L’Islam trace son chemin au cœur de la société britannique. Selon les récentes données de l’Office national des statistiques (ONS), Muhammad s’est hissé en 2023 au rang de prénom le plus donné aux nouveau-nés en Angleterre et au Pays de Galles. Un symbole fort de l’influence croissante de la religion musulmane outre-Manche, qui bouscule les traditions séculaires du Royaume.
Le règne de Muhammad
Avec pas moins de 4661 naissances enregistrées, Muhammad a détrôné en 2023 le prénom Noah, leader incontesté depuis 2021. Les petits Oliver, George ou Leo complètent le top 5, tous au-delà des 3000 attributions. Mais le triomphe de Muhammad est d’autant plus éclatant que l’ONS distingue ses variantes orthographiques.
Ainsi, Mohammed pointe à la 28ème place avec 1601 nouveau-nés, et Mohammad à la 68ème avec 835 bébés. Réunies, ces déclinaisons du prénom du prophète de l’Islam caracolent donc en tête des choix des jeunes parents britanniques.
L’empreinte de l’immigration
Cette popularité croissante de Muhammad illustre l’implantation durable des populations musulmanes issues de l’immigration au Royaume-Uni.
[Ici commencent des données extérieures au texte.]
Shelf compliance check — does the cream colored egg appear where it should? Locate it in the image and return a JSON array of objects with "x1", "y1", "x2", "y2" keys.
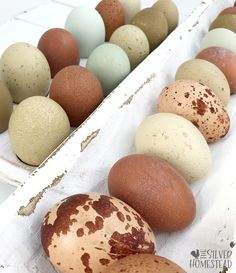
[
  {"x1": 0, "y1": 43, "x2": 51, "y2": 103},
  {"x1": 41, "y1": 193, "x2": 156, "y2": 273},
  {"x1": 120, "y1": 0, "x2": 141, "y2": 24},
  {"x1": 9, "y1": 96, "x2": 70, "y2": 166},
  {"x1": 110, "y1": 25, "x2": 149, "y2": 69},
  {"x1": 135, "y1": 113, "x2": 211, "y2": 182},
  {"x1": 175, "y1": 59, "x2": 230, "y2": 106}
]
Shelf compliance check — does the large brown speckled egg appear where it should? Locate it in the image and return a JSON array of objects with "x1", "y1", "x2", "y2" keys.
[
  {"x1": 49, "y1": 65, "x2": 103, "y2": 127},
  {"x1": 157, "y1": 80, "x2": 230, "y2": 143},
  {"x1": 196, "y1": 47, "x2": 236, "y2": 93},
  {"x1": 38, "y1": 28, "x2": 80, "y2": 78},
  {"x1": 108, "y1": 154, "x2": 196, "y2": 232},
  {"x1": 41, "y1": 193, "x2": 156, "y2": 273},
  {"x1": 96, "y1": 0, "x2": 125, "y2": 41}
]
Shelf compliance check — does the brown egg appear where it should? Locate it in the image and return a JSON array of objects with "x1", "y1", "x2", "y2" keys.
[
  {"x1": 131, "y1": 8, "x2": 168, "y2": 51},
  {"x1": 108, "y1": 155, "x2": 196, "y2": 232},
  {"x1": 41, "y1": 193, "x2": 156, "y2": 273},
  {"x1": 157, "y1": 80, "x2": 230, "y2": 143},
  {"x1": 38, "y1": 28, "x2": 80, "y2": 78},
  {"x1": 0, "y1": 82, "x2": 13, "y2": 133},
  {"x1": 102, "y1": 254, "x2": 186, "y2": 273},
  {"x1": 196, "y1": 47, "x2": 236, "y2": 93},
  {"x1": 50, "y1": 65, "x2": 103, "y2": 127},
  {"x1": 96, "y1": 0, "x2": 125, "y2": 41}
]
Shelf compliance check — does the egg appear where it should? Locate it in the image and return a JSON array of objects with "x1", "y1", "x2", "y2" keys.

Selon des sources gouvernementales, le pays a accueilli près de 68 000 demandeurs d’asile entre juillet 2023 et juin 2024, un record absolu. Les naturalisations ont également atteint un niveau inédit, avec plus de 246 000 nouveaux citoyens britanniques sur la même période, principalement originaires du sous-continent indien, d’Afrique et du Moyen-Orient.
Ces chiffres records traduisent une nouvelle ère démographique pour le Royaume-Uni, où la diversité culturelle et religieuse s’enracine durablement.
Analyse un expert des migrations interrogé
L’Islam, 2ème religion du royaume
Mécaniquement, l’essor de l’immigration façonne le paysage religieux britannique. Lors du dernier recensement en 2021, seuls 46,2% des habitants se déclaraient chrétiens, contre près de 60% dix ans plus tôt. À l’inverse, la communauté musulmane a bondi, passant de 2,7 à 3,9 millions de fidèles.
L’Islam s’affirme ainsi comme la deuxième religion du pays, reflétant une tendance à l’œuvre dans de nombreuses sociétés européennes. En France aussi, certaines estimations projettent une forte hausse de la proportion de musulmans dans les prochaines décennies.
Vers un nouveau visage de la britannicité ?
Au-delà des prénoms, c’est donc toute l’identité britannique qui se recompose. Les valeurs, modes de vie et aspirations de ces nouvelles générations façonnent peu à peu une britannicité repensée.
Un phénomène que confirme le déclin continu des prénoms « royaux », autrefois plébiscités. George, Archie, Philip ou encore Harry voient leur popularité s’étioler années après années. Comme si le temps des traditions cédait la place à celui d’une société nouvelle, diverse et multi-culturelle.
Le Royaume-Uni a toujours été une terre d’immigration et de brassage. Mais l’ampleur des transformations en cours est inédite. Il nous faut repenser notre récit national pour y inclure ces identités plurielles.
Souligne un sociologue réputé dans les colonnes d’un grand quotidien britannique
Muhammad, symbole d’une révolution démographique et sociétale en marche ? Assurément. Un changement de fond qui interroge ce que signifiera « être britannique » pour les décennies à venir. Un défi autant qu’une opportunité d’écrire ensemble un nouveau chapitre de l’histoire du royaume.